One might think it would be difficult for dads in their 30s to tap into the push/pull of angst and hope that fuels punk rockers during their formative years. Time and distance are often the soft, downy filling which cushions the warm-blanket comforts of domesticity and responsibility. For some, these layers become too thick to penetrate. This insulation blocks out the youthful naivete and passion on which young punx once sustained and ultimately gives way to security and domiciliary concerns. Not so with guitarist Rene Floyd and vocalist Jordan Kline, the kindred duo that serves as the braintrust behind Unspell.
What began as a friendship between two EDM DJs struck from a mutual affection for early 2000s post-hardcore and emo has now culminated in Believe in What You Want. Unspell’s debut EP, which appeared on Bandcamp on March 20, is a series of thoughtful and inspirational ruminations set to artfully aggressive and powerfully sentimental turn-of-the-century emo nostalgia. Unpsell is what happens when the lightning of callow hardcore rage is captured in the smooth and well-polished bottle of age and maturity, shaken and swirled around, and then let loose on the world again.
“We’re not like those younger band guys,” Floyd acknowledged in a phone interview. “We’re self-aware. We realize we’re middle-aged guys with kids and lives. Some of that stuff is maybe not as ‘cool’ to younger audiences. All we can do is be ourselves, and maybe people around our age will embrace us for talking about things that affect our age group, things like politics or mental health, taking care of yourself, or being in a stable relationship.”
Though the band has been playing together less than a year, the seeds of Unspell go back more than three.

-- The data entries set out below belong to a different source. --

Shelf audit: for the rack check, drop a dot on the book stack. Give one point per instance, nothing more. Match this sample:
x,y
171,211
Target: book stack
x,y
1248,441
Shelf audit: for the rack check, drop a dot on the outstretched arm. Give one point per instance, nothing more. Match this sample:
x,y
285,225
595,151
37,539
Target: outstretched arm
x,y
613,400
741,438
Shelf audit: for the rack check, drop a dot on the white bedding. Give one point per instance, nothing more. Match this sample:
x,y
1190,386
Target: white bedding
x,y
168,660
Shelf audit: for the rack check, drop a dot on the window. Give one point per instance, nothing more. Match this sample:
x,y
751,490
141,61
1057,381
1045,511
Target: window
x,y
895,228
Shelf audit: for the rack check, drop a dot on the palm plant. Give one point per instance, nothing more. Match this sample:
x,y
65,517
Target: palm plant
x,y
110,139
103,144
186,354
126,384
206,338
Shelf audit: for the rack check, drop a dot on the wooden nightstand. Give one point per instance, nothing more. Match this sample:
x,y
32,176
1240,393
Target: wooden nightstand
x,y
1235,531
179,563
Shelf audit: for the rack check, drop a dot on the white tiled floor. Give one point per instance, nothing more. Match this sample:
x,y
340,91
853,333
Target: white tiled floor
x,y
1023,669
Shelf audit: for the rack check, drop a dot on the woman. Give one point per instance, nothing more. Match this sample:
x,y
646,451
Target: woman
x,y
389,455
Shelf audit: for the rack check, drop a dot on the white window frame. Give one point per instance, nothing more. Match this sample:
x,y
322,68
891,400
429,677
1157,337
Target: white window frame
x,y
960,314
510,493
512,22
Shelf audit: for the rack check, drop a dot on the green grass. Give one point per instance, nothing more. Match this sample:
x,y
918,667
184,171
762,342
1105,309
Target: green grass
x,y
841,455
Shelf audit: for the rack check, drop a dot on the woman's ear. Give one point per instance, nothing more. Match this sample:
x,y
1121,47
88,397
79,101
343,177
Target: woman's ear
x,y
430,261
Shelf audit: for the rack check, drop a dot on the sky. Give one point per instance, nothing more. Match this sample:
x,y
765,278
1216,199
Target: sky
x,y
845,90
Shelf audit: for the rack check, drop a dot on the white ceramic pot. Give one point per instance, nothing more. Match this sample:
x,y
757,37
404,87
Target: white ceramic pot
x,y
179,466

Floyd and Kline met while working together at Avoca Coffee on West Magnolia Avenue in 2017. As they were both DJs, they hit it off, recognizing and appreciating each other’s wide and varied musical tastes that they would share with each other by listening to different playlists they created as they closed the shop. In addition, they found they also shared similar upbringings, having both been raised in what Floyd describes as “super-authoritative Christian backgrounds.” As teens, they found escape from the socially and culturally oppressive environments in which they grew up through emo-core bands like Further Seems Forever and Pg. 99. It wasn’t long before they started talking about making music together.
Initially, though the music Floyd had always written on guitar was loud, fast, and punk-flavored, the idea for a new band was centered on a vibey marriage of rock and electronic music a la The XX. At an initial jam session, Floyd was showing Kline some of the material he’d been working on, ensuring Kline he would alter the punkier riffs to fit the sound they both had in mind. But as he was playing, Kline sat behind a drum kit and began playing along. He also grabbed a microphone and began singing. The sound that they immediately landed on was anything but atmospheric and ethereal. It was aggressive and powerful, much more akin to the music they loved in their younger rebellious days than the music they were listening to currently.
“When he started singing, I was like, ‘Wait, this changes everything,’ ” Floyd recalled of their first rehearsal. “I never knew he could sing like that. I was like, ‘Why are we trying so hard fighting this? Why are we trying to force this electronic element type to stuff work?’ The band switched all at once.”
They would ultimately add a drummer, Brian Bailey (Bliss), whom they also knew from Avoca, freeing up Kline to just sing. They also recruited a guitarist in Kenny Collins, with Floyd shifting over to bass. In a few months, they had worked out eight of the songs Floyd had written for the project. In October of last year, they went into Dallas’ Elmwood Studios with engineer Alex Bhore (All Clean, BULLS) at the helm of the sessions. Danny Kalb (Son of Stan, Oil Boom) mastered.
Believe in What You Want opens with a sample. Footsteps crunch in gravel before a voice asks, “Hey, are you a dreamer? I don’t see too many around lately.” And this sets the tone for the Unspell’s complex philosophy that they unfurl over the EP’s five songs.
“The concept of Unspell is basically to deconstruct things like language and math,” Floyd explained. “These things we take for granted. Actually thinking about the etymology of words when you use them. As a means to a more pure [form of communication] and a path to being more considerate and a person of integrity. [Refuting] ill-gotten knowledge, by ill-gotten means.”